The most successful recent example of a general strike was the 2006 Day Without Immigrants, in which more than a million people in 50 cities walked off work to protest proposed changes to immigration laws.

On Feb. 16 this year, some labor groups organized a comparable Day Without Immigrants strike, which took place in at least 10 major cities. At least 100 of those strikers were fired for taking part in the action.

Retaliation by employers against those who strike on Mar. 8 remains a worry for the organizers, who are making legal support available to participants. They have directed women who are planning to strike to contact a union whenever possible to discuss the risks, and to speak with their co-workers, since there can be protection in numbers even in a nonunionized workplace. (They provide a form letter to give employers as well, explaining the day.)

"We're clear to women that they should be careful," Arruzza said. "If there is a danger of losing your job, we don’t recommend doing this. But it is their decision."

Since striking on a Wednesday is a more difficult request than marching on a Saturday, many expect turnout next week will be smaller than that of the Women's Marches, which were among the largest national protests ever.

But even with the expectation of lower numbers, organizers are optimistic.

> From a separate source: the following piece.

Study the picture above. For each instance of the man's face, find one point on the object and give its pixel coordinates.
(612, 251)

They cite recent strikes by prisoners, Standing Rock demonstrators, and the 2017 and 2006 Day Without Immigrants events as examples of high-risk actions that drew high participation. 

They also harken back to one of the first women's strikes in the United States, led by the International Ladies Garment Workers Union in 1908 against the sweatshop working conditions that would lead to the Triangle Shirtwaist Factory Fire, which killed 146 workers in 1911.

"Was it a privilege for garment workers to strike then? Would it be a privilege for us to strike now?" two organizers wrote in The Nation. "Women across the country have already shown us: Striking is not a privilege. Privilege is not having to strike."


Cassady Fendlay is a spokesperson for the Women's March. A previous version misspelled Fendlay's first name.